My driver's license was cancelled. I had no clue why. Then I found out.
Have you ever told what you thought was an "I am innocent," or "self protective" lie? I told such untruth a couple months after Halloween in 1975. It was easy for me as I was no longer living in my hometown.
Here is what happened: Almost 35 years ago on the afternoon of Halloween, my husband packed his bags and left me to face ghosts, goblins, witches and devils with our two little girls. Hours after he left, as I divided pizza and candy for the three of us, I promised myself that though my husband said he would fight a divorce, somehow I would become free. I was determined to someday find a real marriage.
Divorce is never easy or painless. It constitutes the death of a dream, especially for children. And especially for them, when necessary, the process should be accomplished as quickly as possible. In Pennsylvania at that time, the state's laws were especially barbaric (i.e. no "no fault," no alimony, no equitable division of marital property), and I knew the road ahead would be a long, dreadful one.
I had been extremely close to my mother in law. I did not want to hurt her or to lose her. However, when she learned of my determination to make a new life, I realized I had failed on both counts.
"You are tied down with two little children," she warned. "You have no money or devoted family. You will find men who want to sleep with you, but never one to marry you. After all, you are not getting any younger."
Shaking, I did what my grandmother, who I had lived with as a little girl, did many years before. I zapped three years off of my age. (Bubby may have zapped more.) So 35 at the time and zap: I was 32.
Somehow, someway, throughout my divorce, this lie brought me sense of comfort. I even told a bit of my story to the white haired guy who issued my first Pennsylvania driver's license. "Can you take three years off?" I asked. "Done!" was his fatherly response, and then kindly words that still make my eyes mist: "You look even younger."
For complete disclosure: As soon as my current husband of 30 years and I began to date, I told him the truth. He got it completely: The terror, the lie - by that time knee deep: Friends, doctors, lawyers, forms.
To update and fast forward: My husband and I are soon going away to celebrate our 30th anniversary. My passport, which of course indicates my true age, is crucial to this trip. During the holiday mail madness, an important insurance bill did not reach us. Our insurance agent (who has known me - but not my age - for over 25 years) called to say that even though we would pay immediately, the company insuring us required that my driver's license be checked for authenticity. And guess what I learned: Unknown to me, it had been revoked in 2008.
The print out accompanying this knowledge, almost two years after the fact, had words fit for a suspected terrorist: "indefinite cancel, indefinite recall and/or prison release requirement" -- (ALL IN CAPS). Lordy, I had never even gotten a traffic ticket.

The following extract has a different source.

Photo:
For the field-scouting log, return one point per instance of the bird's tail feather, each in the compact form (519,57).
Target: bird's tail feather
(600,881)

In a follow-up phone call to the Pennsylvania Department of Transportation (Penndot), I learned that my social security card (not just my number) would be necessary for my situation to be reviewed. Now, I have every voter's registration card I have ever received. I have every passport. I have every insurance card. But though I could clearly picture the little bugger, and know I will find it someday, for the life of me, though I pulled apart after drawer, it was no where to be seen. And here was the rub: to get a new one, I was told that it was necessary to leave my passport with the social security office. It would be returned with the new card. However, in my case, I would not have it by the time my husband and I left for our trip.

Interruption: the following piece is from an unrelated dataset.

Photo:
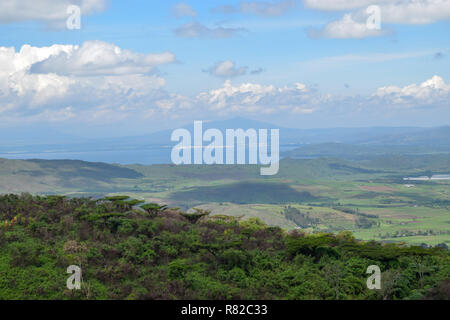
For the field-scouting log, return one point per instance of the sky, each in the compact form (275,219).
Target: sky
(133,67)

Now I could of course do nothing until our return. However, my personality make up would make it impossible for me to leave home with the loose ends of words like PRISON dangling in my correspondence.
So I rearranged my professional schedule, and bright and early the next morning, fortified with coffee, I was the 67th at my local social security office, where it was confirmed upon arrival that to get a new social security card, I would have to part with my passport.
But about an hour later, I lucked out. The woman who helped me, after hearing my story, returned my passport, and gave me a form that would allow Penndot to communicate with me. (I would receive another social security card in two weeks, while I was away.) She knew her stuff, that Ms. Spence. And she was as kind as she was knowledgeable. Bless her!
You probably have guessed what I eventually learned at Penndot. During a routine check someone had noticed there was a discrepancy between the age on my passport and the age on my driver's license. (Would someone please find this man or woman and move him/her on to Homeland Security!) I corrected the lie, and zap once again, the problem was solved, this time with truth.
My young docs are forever telling me that "for my age" I am and look quite healthy. I have some new news for them and everyone else. Next weekend, prior to our trip, friends are taking my husband and me out to celebrate our anniversary. Once I am fortified with wine, well you know...
My lessons: Bureaucrats are often kind and savvy, wanting to do their jobs and help. I wish I had never been terrified, turning to a lie for comfort. I know that in today's world such "comforts" are far more trouble than they are worth.